2- Ücret tespiti bakımından ise, davacının imzasını içeren bildirilen dönemin tamamına ilişkin ücret bordroları bulunduğu halde mahkemece dikkate alınmamış olması hatalı olmuştur. İmzalı ücret bordrolarının, işyerindeki çalışmanın bordrolarda belirtilen ücret üzerinden geçtiğinin karinesi olduğunun kabulü gerekir. Karinenin tersinin ise eşdeğerdeki yazılı belgelerle kanıtlanması gerektiği söz götürmez. Başka bir anlatımla, yazılı belgelerin varlığı halinde tanık sözlerine itibar edilemez. Zira dosyada ücret bordroları ile aynı kuvvette yazılı başkaca bir belge de bulunmadığı anlaşılmaktadır.

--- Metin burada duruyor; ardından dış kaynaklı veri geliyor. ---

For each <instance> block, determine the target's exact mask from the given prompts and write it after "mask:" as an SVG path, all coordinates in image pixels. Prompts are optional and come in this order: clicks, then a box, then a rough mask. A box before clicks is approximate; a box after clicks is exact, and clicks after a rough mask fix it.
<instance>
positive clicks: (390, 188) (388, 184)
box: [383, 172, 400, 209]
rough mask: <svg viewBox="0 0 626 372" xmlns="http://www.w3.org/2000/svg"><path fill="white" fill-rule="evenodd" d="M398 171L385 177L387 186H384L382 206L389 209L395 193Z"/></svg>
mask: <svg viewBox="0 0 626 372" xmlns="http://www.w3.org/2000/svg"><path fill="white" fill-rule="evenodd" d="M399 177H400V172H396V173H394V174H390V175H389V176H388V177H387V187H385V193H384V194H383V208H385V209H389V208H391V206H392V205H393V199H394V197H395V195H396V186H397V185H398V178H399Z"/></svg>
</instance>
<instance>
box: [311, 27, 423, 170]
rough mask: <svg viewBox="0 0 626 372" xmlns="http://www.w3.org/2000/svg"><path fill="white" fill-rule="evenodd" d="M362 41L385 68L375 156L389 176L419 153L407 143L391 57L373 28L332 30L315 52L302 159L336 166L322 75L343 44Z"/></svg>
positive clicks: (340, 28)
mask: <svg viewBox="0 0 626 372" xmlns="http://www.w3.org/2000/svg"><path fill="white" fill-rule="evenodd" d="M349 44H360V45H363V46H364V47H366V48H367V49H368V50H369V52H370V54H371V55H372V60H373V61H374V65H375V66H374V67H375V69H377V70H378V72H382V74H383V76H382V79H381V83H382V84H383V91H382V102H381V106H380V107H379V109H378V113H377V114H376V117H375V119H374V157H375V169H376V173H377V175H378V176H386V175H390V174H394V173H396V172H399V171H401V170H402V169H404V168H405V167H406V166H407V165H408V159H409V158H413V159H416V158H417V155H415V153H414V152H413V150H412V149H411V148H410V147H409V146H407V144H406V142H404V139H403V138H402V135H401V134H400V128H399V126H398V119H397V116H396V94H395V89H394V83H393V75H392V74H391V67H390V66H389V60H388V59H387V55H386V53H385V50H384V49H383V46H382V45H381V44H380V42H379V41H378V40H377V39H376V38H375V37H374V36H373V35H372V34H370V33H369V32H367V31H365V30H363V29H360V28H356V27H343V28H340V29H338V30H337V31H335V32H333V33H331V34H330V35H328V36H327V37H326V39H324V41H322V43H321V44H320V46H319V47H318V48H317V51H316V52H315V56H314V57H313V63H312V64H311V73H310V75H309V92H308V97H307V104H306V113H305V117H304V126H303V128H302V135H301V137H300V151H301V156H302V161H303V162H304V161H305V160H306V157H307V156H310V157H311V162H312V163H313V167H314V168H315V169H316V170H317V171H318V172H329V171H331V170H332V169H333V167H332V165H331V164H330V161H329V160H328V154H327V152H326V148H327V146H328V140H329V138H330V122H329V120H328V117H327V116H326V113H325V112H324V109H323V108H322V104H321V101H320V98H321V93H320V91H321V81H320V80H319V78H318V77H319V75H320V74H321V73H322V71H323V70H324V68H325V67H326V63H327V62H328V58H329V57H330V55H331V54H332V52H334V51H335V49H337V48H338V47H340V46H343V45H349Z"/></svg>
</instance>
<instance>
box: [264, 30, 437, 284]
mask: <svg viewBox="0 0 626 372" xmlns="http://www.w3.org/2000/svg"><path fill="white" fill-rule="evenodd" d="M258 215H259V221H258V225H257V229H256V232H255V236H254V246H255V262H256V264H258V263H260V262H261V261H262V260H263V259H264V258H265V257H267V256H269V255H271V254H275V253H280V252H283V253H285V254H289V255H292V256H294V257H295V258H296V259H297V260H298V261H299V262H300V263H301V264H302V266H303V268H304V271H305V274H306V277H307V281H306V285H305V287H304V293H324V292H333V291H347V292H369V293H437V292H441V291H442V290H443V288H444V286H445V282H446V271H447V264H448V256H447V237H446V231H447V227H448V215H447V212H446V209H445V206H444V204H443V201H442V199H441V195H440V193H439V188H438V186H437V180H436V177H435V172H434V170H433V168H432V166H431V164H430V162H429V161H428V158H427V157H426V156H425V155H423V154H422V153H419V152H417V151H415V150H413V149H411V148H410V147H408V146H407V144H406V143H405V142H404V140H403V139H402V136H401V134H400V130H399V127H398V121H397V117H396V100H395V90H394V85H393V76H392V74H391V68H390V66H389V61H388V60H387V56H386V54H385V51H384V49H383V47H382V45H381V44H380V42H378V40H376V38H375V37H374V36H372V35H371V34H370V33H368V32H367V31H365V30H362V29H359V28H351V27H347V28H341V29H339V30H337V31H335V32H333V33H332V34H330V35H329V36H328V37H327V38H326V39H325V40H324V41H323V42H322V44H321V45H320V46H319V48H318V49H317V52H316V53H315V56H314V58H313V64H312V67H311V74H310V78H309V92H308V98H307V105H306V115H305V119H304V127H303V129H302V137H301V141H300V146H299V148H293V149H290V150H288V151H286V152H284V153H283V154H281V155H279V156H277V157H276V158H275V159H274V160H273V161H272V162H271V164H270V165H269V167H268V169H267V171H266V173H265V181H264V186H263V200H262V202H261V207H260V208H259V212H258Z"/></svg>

Dolayısıyla imzalı ücret bordrolarının olduğu dönemlerde bordrolarda yazılı ücretin üzerinde ücretle çalışıldığı kabul edilemez.
Ücret tespiti talebi bakımından yapılacak iş, davacının ücret bordrolarındaki imzaların kendisine ait olup olmadığı yönünde beyanını almak, imzaların aidiyeti kabul edildiği takdirde ya da imzaların kendisine ait olmadığını beyan etmesine rağmen davacının eli ürünü olduğu tespit edildiği takdirde ücret bordrolarında belirtilen ücretle çalışıldığının kabul edilmesi gerektiğini göz önünde bulundurmak, aksi halde imzaların davacının eli ürünü olmadığının anlaşılması durumunda davalı işyerinin defter ve kayıtlarını getirterek incelemek, keşif ve bilirkişi incelemesi ile işyerinin kapsam ve kapasitesini belirlemek, davalı işverenin bordrolarında kayıtlı diğer işçilerin beyanlarına başvurmak, davacının davalı işyerinde tam olarak ne iş yaptığını, görevinin ne olduğunu sormak, işverenin yaptığı bildirimler ile çalışan işçilerin niteliklerini de karşılaştırarak, işverenin çalıştırdığı işçilerin kıdem ve pozisyonuna göre gerçek ücreti üzerinden bildirilip bildirilmediği üzerinde durmak, davacının asgari ücret ile çalışması olağan olmayan nitelikli bir işçi olup olmadığını, nitelikli bir işte çalıştırılıp çalıştırılmadığını belirlemek, asgari ücretle çalışmasının olağan olmadığının belirlenmesi halinde, işverenin aynı pozisyondaki işçilere ödediği ücretlerin gerçeğe uygun olup olmadığını değerlendirmek, bu bildirimlerin gerçeğe uygun olduğunun anlaşılması halinde, bu ücretleri esas almak, aksi takdirde benzer işi yapan işyerlerinden gerektiğinde ilgili meslek odasından emsal ücret araştırması yapmak ve sonucuna göre bir karar vermekten ibarettir.
Mahkemece, bu maddi ve hukuki olgular göz önünde tutulmaksızın yazılı şekilde hüküm kurulması usul ve yasaya aykırı olup bozma nedenidir.
O halde, davalıların bu yönleri amaçlayan temyiz itirazları kabul edilmeli ve hüküm bozulmalıdır.
SONUÇ: Hükmün yukarıda açıklanan nedenlerle BOZULMASINA, temyiz harcının istek halinde davalılardan Carmenkaya Kuyumculuk San.Tic.Ltd.Şti."ne iadesi,07.05.2018 gününde oybirliğiyle karar verildi.